Jogja, Peristiwaterkini – Sejak Kejaksaan Agung menetapkan tujuh tersangka dalam kasus dugaan korupsi, tata kelola minyak mentah dan produk kilang PT Pertamina Subholding dan Kontraktor Kontrak Kerja Sama (KKKS) tahun 2018-2023, publik dikejutkan oleh dugaan manipulasi bahan bakar minyak (BBM).
Skandal ini menyeret PT Pertamina Patra Niaga yang diduga mencampur Pertalite (RON 90) dengan Pertamax (RON 92), menyebabkan kualitas BBM yang beredar dipertanyakan.
Kerugian negara akibat praktik ini ditaksir mencapai Rp 193,7 triliun hanya dalam waktu satu tahun.
Di tengah isu kenaikan harga BBM dan penghapusan subsidi yang direncanakan pemerintah pada 2027, skandal ini menjadi pukulan telak bagi kepercayaan masyarakat terhadap Pertamina.
Pemerintah selama ini menggaungkan kebijakan energi satu harga demi efisiensi anggaran, namun fakta di lapangan justru menunjukkan buruknya tata kelola distribusi BBM.

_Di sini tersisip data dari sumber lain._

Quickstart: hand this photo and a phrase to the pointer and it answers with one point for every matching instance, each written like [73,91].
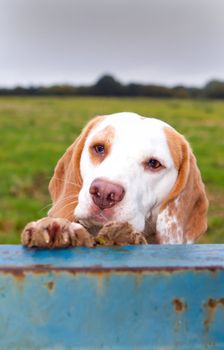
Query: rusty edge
[45,268]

Para konsumen yang selama ini membayar lebih untuk Pertamax kini merasa tertipu karena BBM yang mereka gunakan ternyata diduga hasil oplosan.
Reaksi masyarakat pun memanas, terutama di media sosial. Pemantauan LBH Jakarta menunjukkan bahwa banyak warga mengeluhkan kendaraan mereka mengalami penurunan performa setelah mengisi Pertamax.
Kualitas BBM yang seharusnya lebih baik justru diduga bermasalah, memunculkan kekhawatiran akan dampak jangka panjang terhadap mesin kendaraan dan keselamatan pengguna jalan.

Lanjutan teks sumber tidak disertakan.